How to Avoid PMI Insurance with VA Loans
Private mortgage insurance (PMI) is a type of insurance required by lenders for certain mortgages, such as a conventional loan. Conventional mortgages often require private mortgage insurance when less than 20% of a home’s purchase price is put down.
The cost of PMI insurance can vary, but a good guideline is between 0.5 – 1% of the loan amount annually. How you go about paying your PMI depends on your specific lender. The most common option is a monthly premium added onto your mortgage payment.
Typically, private mortgage insurance is eligible for cancellation when the loan-to-value on the original loan is 80% or less.
In addition to canceling PMI, it is also possible to avoid having to pay mortgage insurance all together. One way to do so is by getting a VA loan.
VA loans are the only type of loan that doesn’t require mortgage insurance regardless of your down payment. Instead, borrowers are required to pay an upfront fee. The purpose of the fee is to offset the cost of the lender administering the loan. This is helpful with ensuring that VA loans continue to require no down payment or monthly mortgage payments.
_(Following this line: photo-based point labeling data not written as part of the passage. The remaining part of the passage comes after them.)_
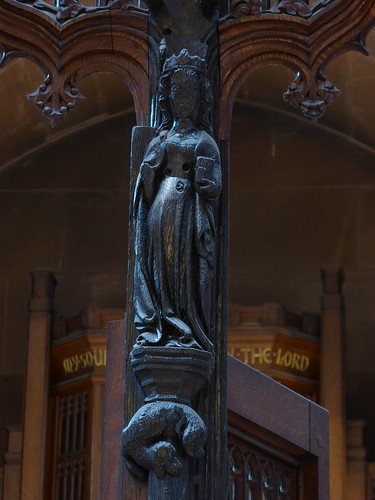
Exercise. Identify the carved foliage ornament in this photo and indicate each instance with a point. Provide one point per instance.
(54, 100)
(311, 101)
(298, 8)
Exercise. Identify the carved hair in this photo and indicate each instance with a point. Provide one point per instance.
(204, 114)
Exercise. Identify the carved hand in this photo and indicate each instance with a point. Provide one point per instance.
(204, 175)
(147, 173)
(148, 440)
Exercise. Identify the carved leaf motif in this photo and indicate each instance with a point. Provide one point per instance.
(40, 5)
(292, 7)
(54, 101)
(69, 9)
(239, 8)
(311, 101)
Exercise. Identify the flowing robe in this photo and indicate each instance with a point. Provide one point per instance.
(178, 183)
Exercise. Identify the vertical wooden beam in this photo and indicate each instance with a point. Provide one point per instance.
(12, 465)
(113, 413)
(356, 484)
(97, 397)
(333, 375)
(37, 385)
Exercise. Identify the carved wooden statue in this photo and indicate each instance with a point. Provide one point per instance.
(175, 411)
(175, 264)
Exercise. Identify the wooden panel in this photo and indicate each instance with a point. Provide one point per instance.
(276, 422)
(113, 412)
(264, 402)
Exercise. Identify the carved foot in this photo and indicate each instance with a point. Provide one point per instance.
(159, 435)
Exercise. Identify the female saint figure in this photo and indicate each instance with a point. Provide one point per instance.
(178, 183)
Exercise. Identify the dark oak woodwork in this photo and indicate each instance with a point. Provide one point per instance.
(69, 41)
(264, 418)
(273, 421)
(303, 37)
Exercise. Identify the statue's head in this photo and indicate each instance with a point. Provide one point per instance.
(185, 92)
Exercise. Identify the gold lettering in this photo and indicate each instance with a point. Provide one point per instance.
(89, 358)
(246, 351)
(231, 351)
(68, 365)
(82, 360)
(261, 355)
(256, 355)
(267, 355)
(305, 361)
(278, 357)
(75, 362)
(295, 361)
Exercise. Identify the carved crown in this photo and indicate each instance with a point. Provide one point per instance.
(185, 61)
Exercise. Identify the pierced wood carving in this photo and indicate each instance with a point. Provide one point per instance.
(292, 7)
(61, 40)
(54, 101)
(253, 473)
(305, 40)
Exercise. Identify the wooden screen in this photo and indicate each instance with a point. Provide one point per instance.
(71, 455)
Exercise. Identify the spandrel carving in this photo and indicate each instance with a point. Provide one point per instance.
(178, 183)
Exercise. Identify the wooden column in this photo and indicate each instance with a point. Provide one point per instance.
(113, 413)
(356, 484)
(37, 377)
(12, 465)
(333, 375)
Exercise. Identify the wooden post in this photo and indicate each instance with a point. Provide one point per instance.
(12, 465)
(113, 413)
(37, 377)
(356, 484)
(333, 375)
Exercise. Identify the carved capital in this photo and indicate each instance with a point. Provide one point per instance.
(312, 99)
(54, 97)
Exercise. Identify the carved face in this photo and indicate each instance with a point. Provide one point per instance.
(185, 94)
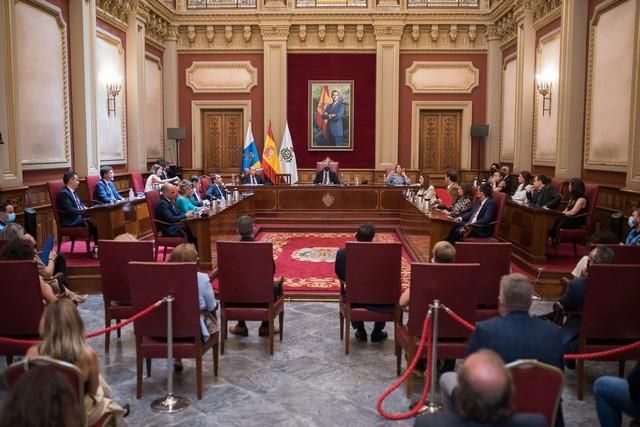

You are exempt from the VA funding fee if you fall under any of the following categories:
- You currently receive VA disability payments
- You have an eligible surviving spouse who receives Dependency Indemnity Compensation (DIC) benefits
- You are an active duty Purple Heart recipient
Private mortgage insurance can be expensive for home buyers, adding to their monthly mortgage expenses. When borrowers get a VA loan, they can avoid paying for PMI.